Another thing that has gone berserk with that ticker recently. During college football and NFL game days, it has become a common sight to see the following; SCORE UPDATE, SCORE UPDATE, SCORE UPDATE, SCORE UPDATE, SCORE UPDATE, Penn St has the ball 2nd and 4 on Ohio St's 32 yard line. Excuse me, but that's not a "score" update, that's an update. A score update is when a team actually scores. My personal favorite waste of space comes in the form of ESPN promoting its own programs while I'm trying to watch a game. Classic example would be on a Monday Night Football game. Monday Night Football games are programmed from 6 PM - 9 PM on the west coast. ESPN's Sports Center is programmed at 9 PM on the west coast. Of course the game won't end at 9 PM, they never do. So what does ESPN do?

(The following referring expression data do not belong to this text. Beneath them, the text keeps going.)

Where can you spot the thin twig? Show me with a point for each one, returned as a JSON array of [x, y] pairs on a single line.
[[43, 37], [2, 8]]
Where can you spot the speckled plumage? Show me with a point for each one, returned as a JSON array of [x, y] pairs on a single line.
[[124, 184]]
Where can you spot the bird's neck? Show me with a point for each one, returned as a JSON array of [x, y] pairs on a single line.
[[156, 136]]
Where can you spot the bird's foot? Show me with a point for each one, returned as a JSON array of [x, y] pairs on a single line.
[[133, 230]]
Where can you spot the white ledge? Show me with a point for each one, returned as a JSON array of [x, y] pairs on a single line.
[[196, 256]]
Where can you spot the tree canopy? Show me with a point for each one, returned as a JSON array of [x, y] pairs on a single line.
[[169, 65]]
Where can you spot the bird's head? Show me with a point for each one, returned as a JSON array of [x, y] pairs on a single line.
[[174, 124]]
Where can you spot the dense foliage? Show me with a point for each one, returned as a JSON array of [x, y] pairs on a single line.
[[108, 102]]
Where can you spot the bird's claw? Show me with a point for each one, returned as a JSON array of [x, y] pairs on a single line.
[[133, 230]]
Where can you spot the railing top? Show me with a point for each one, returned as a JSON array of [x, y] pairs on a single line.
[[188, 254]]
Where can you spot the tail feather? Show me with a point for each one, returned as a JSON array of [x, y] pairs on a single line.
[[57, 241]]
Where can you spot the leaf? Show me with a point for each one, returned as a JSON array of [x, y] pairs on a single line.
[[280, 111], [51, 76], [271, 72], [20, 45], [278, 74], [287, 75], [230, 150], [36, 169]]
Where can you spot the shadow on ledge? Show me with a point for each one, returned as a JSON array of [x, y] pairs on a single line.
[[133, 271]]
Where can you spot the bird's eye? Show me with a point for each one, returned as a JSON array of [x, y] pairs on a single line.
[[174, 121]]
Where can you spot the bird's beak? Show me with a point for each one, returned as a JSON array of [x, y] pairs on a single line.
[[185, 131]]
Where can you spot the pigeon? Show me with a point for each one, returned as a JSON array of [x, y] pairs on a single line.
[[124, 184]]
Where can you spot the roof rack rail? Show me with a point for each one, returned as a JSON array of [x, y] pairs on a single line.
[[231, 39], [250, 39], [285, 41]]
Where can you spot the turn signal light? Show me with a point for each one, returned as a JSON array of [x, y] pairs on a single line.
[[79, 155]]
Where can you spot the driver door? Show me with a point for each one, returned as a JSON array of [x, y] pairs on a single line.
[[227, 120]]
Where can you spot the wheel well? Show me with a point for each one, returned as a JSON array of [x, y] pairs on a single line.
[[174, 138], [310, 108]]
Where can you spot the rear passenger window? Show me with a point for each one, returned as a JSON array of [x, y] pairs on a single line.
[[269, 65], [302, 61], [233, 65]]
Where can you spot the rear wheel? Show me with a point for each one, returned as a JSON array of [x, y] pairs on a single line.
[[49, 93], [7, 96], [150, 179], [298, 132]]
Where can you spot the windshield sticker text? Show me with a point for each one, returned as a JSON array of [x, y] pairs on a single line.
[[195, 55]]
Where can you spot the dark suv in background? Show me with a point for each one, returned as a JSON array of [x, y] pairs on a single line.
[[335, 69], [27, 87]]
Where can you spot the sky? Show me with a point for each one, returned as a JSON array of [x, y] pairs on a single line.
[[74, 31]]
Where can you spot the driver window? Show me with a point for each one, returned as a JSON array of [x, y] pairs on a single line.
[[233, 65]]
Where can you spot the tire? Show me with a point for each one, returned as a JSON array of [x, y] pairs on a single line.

PROGRAM UPDATE, PROGRAM UPDATE, PROGRAM UPDATE, PROGRAM UPDATE, ESPN Sports Center will be seen immediately following the conclusion of the game. This is repeated from 9 PM on until the end of the game, approximately every three minutes. Does this really need to be reported? Has there EVER been somebody who was just doing work around their house and not watching the Monday Night Football game, and saw that it was 9 PM and thought, "oh my, Sports Center is on, I have to see that"? Then, turned on ESPN at 9:01 and saw an NFL game going on with 6 minutes left in the 4th quarter and thought, "hmm, I guess they aren't showing Sports Center this evening". Turns off the TV and goes back to working around the house? Has anybody ever been watching Monday Night Football, and even though there is 6 minutes left in the game, when 9 PM rolls around thought, "what the hell? Sports Center is supposed to be starting right now". Seriously, because if there are people of such minimal intelligence in this country I want to start looking for another country to live in.

ESPN used to be a great station. However, like many other things in this country over the years, they have taken a good thing and ran it straight into the ground. Who watches Sports Center anymore? Invest $350 and get yourself a computer. I can obtain everything Sports Center will tell me in an hour in approximately two minutes. The only time I ever turn that god awful station on anymore is to watch a sporting event, and even then they are losing my viewership. Sunday Night Baseball is unwatchable, unless of course you enjoy hearing Joe Morgan talk about how he is in the Hall of Fame for three consecutive hours, Monday Night Football is unwatchable as well. Their broadcast crew for that game is Mickey Mouse. Actually, that is an insult to Mickey Mouse. Sorry Mickey. Their coverage of the NBA playoffs were about as close to being unwatchable as it could get without actually being unwatchable, any worse and I was turning the volume off and listening to the play by play on the radio. College football broadcast crews aren't much better, as I only watch half the games I want to watch because their play by play is done by somebody who clearly doesn't know anything about college football or the teams they are covering.

ESPN used to be a great station, but it's time for the Ole Yeller treatment. It's time to take this station out back and shoot it.